Tu vois je suis toujours là, m’a-t-elle dit un jour où l’absence avait été particulièrement longue. Je t’informe que la journée est déjà bien entamée. Il va être l’heure de manger. Tu n’es pas allé très vite. Performance moyenne pour un effort qui se voulait optimum. Mais qu’elle se taise, me suis-je dit alors que le souffle me manquait. Son silence est un véritable cri. Elle est consciente de son pouvoir. Dire sans parler, démontrer en donnant l’impression de ne pas y toucher. Petite elle est, petite elle restera. Elle se croit importante parce qu’elle a lié amitié avec le temps. Mais le temps n’est pas là, et la montre aurait du sans aller. Courir c’est abolir le temps. Alors que fait-elle accrochée à mon poignet ? Croit elle pouvoir me suivre avec son ami le temps. Je l’ai laissé sur la table de chevet, et bien croyez moi si vous voulez, au retour elle m’a donné, sans avoir fourni aucun effort, le temps. Ce ne fut pas une surprise, car je le connaissais. Le soleil dans son éternel voyage m’avait permis d’en suivre l’évolution. Le cadran est gigantesque. L’aiguille de feu se promène, lentement, régulièrement, en prenant son temps. Il est le gardien des jours et des nuits. Il assure les saisons, gère les récoltes et la vie bat au rythme de ses humeurs. Pourtant la nature dans son évolution perpétuelle, a modifié le temps. Aujourd’hui la Terre subit les effets du temps. Le temps et l’Homme modifient le temps.

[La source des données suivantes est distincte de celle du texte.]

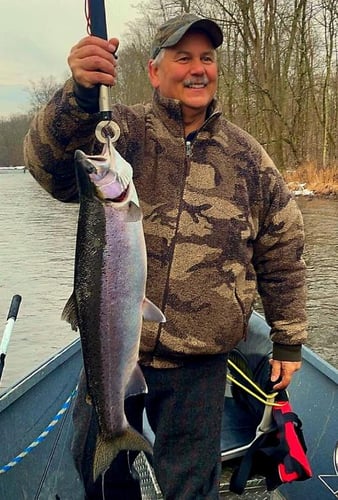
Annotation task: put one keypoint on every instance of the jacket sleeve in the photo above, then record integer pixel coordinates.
(280, 268)
(56, 131)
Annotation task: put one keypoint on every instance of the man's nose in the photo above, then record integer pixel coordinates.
(197, 67)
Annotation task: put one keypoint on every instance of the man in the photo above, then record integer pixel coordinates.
(219, 223)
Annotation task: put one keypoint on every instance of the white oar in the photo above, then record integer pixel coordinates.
(11, 317)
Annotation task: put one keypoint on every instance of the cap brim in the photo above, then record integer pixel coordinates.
(212, 30)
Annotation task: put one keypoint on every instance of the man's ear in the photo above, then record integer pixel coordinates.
(153, 74)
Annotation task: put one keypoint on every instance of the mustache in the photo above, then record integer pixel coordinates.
(196, 81)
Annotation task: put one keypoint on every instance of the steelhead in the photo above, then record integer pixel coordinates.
(108, 303)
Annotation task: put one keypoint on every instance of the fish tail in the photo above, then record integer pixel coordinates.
(107, 449)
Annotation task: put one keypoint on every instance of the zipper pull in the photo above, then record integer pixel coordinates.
(188, 149)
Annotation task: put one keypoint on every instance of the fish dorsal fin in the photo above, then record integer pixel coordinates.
(69, 312)
(152, 312)
(137, 384)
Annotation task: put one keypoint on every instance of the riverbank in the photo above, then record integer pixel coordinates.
(308, 179)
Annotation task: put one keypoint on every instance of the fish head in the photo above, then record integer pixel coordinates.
(109, 173)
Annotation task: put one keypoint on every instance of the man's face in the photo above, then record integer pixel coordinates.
(187, 71)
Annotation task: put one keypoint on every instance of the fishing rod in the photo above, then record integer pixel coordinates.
(97, 26)
(11, 318)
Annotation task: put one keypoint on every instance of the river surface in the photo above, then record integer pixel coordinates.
(37, 241)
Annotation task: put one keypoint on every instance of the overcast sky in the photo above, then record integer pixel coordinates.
(36, 37)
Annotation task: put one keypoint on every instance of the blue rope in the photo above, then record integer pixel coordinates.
(42, 436)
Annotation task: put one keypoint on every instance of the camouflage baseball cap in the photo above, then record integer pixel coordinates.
(171, 32)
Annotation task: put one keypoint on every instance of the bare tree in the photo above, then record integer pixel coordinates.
(41, 91)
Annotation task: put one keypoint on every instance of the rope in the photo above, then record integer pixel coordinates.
(41, 437)
(269, 398)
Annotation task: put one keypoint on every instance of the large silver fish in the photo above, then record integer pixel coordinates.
(108, 302)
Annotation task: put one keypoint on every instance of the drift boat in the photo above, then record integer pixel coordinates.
(36, 429)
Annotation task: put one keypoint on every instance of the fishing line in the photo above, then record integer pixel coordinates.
(52, 452)
(87, 16)
(15, 461)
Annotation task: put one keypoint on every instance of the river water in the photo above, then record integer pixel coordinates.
(37, 241)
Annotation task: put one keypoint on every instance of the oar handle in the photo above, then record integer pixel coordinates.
(14, 307)
(11, 317)
(98, 27)
(97, 16)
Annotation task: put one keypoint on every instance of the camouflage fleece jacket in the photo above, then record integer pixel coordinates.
(219, 223)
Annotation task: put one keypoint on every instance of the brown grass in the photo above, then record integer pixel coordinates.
(322, 181)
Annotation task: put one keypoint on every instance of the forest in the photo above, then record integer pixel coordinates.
(278, 75)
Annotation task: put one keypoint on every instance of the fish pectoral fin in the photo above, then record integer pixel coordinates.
(136, 384)
(151, 312)
(69, 312)
(107, 449)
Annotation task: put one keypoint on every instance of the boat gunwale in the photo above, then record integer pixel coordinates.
(14, 392)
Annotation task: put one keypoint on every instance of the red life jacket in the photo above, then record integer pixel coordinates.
(278, 455)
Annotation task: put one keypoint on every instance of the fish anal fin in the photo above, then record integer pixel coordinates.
(136, 384)
(69, 312)
(152, 312)
(107, 449)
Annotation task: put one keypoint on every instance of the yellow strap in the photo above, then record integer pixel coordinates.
(269, 398)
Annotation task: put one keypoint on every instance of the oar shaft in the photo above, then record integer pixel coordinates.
(11, 317)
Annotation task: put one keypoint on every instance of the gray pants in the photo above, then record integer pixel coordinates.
(184, 408)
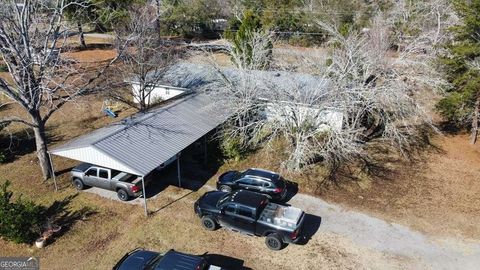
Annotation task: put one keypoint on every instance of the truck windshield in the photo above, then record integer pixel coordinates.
(114, 173)
(223, 199)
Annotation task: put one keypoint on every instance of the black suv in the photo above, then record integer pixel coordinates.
(140, 259)
(257, 180)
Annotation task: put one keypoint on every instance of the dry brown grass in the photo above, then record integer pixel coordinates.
(436, 194)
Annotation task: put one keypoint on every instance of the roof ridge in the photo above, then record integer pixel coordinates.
(146, 116)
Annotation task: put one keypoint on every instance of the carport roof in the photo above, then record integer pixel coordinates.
(141, 143)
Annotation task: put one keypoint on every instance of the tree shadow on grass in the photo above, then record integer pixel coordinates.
(385, 162)
(311, 225)
(60, 214)
(225, 262)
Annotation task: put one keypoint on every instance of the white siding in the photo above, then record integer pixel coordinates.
(162, 92)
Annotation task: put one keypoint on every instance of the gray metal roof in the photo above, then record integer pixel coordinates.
(144, 141)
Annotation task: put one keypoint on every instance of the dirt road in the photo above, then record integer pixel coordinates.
(403, 247)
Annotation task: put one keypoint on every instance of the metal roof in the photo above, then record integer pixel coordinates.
(142, 142)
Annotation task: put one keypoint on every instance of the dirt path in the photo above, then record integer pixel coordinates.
(392, 239)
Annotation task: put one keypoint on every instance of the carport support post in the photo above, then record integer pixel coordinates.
(205, 150)
(144, 196)
(178, 171)
(53, 171)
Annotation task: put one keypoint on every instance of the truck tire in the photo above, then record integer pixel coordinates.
(78, 184)
(209, 223)
(274, 242)
(122, 195)
(225, 188)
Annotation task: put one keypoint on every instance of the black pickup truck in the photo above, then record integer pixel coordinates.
(251, 213)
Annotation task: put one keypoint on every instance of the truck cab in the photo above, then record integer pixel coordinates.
(88, 175)
(252, 214)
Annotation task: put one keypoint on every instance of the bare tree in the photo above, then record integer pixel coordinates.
(147, 58)
(371, 92)
(32, 37)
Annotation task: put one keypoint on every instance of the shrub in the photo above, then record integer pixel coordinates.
(20, 220)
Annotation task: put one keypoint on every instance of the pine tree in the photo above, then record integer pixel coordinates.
(461, 105)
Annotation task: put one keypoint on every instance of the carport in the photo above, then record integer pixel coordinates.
(145, 141)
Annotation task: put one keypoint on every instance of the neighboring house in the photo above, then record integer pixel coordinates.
(157, 93)
(274, 89)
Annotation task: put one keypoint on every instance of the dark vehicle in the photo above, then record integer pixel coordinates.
(140, 259)
(257, 180)
(251, 213)
(126, 185)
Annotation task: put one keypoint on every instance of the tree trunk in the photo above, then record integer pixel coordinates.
(475, 120)
(81, 36)
(42, 150)
(157, 20)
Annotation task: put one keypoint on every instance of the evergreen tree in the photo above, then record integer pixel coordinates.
(244, 38)
(461, 105)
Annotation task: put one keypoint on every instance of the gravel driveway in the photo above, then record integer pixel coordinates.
(415, 249)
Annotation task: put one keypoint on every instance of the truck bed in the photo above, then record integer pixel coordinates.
(286, 217)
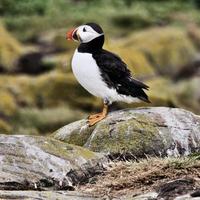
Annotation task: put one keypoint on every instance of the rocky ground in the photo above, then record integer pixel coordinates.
(35, 75)
(132, 154)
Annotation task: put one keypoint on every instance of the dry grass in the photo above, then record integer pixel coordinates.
(146, 175)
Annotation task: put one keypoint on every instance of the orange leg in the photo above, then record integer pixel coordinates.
(93, 119)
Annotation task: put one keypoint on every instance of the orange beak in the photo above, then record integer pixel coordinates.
(69, 34)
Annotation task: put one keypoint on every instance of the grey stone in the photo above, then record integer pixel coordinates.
(159, 131)
(42, 163)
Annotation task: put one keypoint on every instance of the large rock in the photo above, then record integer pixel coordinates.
(39, 163)
(138, 132)
(46, 195)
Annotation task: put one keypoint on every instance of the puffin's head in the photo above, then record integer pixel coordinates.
(85, 33)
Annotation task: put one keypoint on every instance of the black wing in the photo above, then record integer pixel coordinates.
(116, 74)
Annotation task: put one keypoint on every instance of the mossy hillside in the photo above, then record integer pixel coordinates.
(126, 137)
(188, 94)
(5, 127)
(10, 50)
(135, 60)
(7, 103)
(167, 49)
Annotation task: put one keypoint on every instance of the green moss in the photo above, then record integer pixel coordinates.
(166, 49)
(133, 136)
(10, 50)
(5, 127)
(7, 103)
(61, 149)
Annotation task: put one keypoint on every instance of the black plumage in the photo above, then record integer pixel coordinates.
(113, 70)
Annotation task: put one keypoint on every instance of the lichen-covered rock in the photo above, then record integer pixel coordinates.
(46, 195)
(31, 162)
(138, 132)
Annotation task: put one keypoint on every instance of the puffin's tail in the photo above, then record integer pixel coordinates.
(137, 89)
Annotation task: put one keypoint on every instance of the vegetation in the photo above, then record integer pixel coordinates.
(149, 174)
(34, 17)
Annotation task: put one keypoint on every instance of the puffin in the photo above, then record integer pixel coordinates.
(101, 72)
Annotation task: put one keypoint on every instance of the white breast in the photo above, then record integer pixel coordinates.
(88, 75)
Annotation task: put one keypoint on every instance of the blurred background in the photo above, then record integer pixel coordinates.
(158, 39)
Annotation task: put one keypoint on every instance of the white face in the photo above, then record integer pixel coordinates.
(86, 33)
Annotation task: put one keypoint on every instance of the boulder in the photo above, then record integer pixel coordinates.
(41, 163)
(46, 195)
(133, 133)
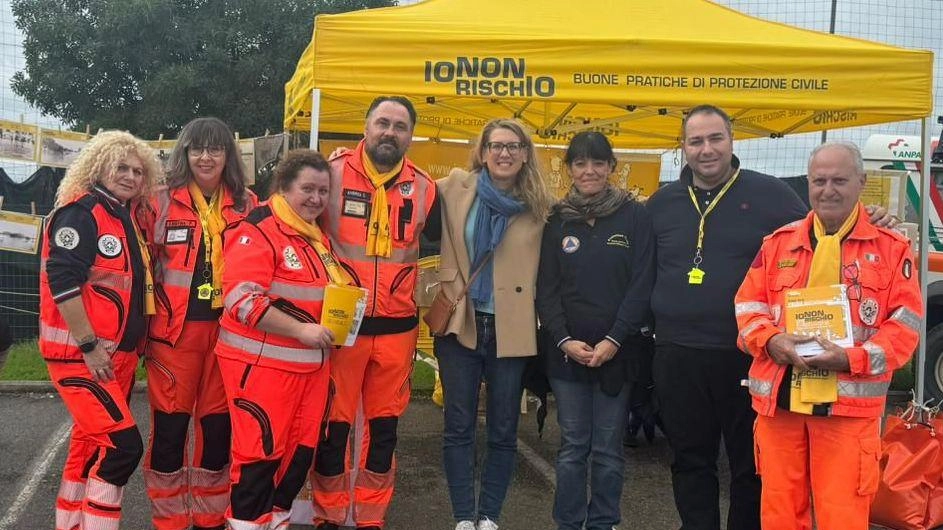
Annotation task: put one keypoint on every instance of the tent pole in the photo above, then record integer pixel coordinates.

La perfection est source d’errements. La société avance, nous dit-on. L’objectif, éloigner l’Homme des méfaits du temps. Par nature, le temps efface toutes choses. Une fragilité qui fait que l’on a créé une vie, qui se veut éloignée des processus naturels. Un combat qui semble satisfaire notre ego. Un problème existentiel, qui fait face à notre relative fragilité.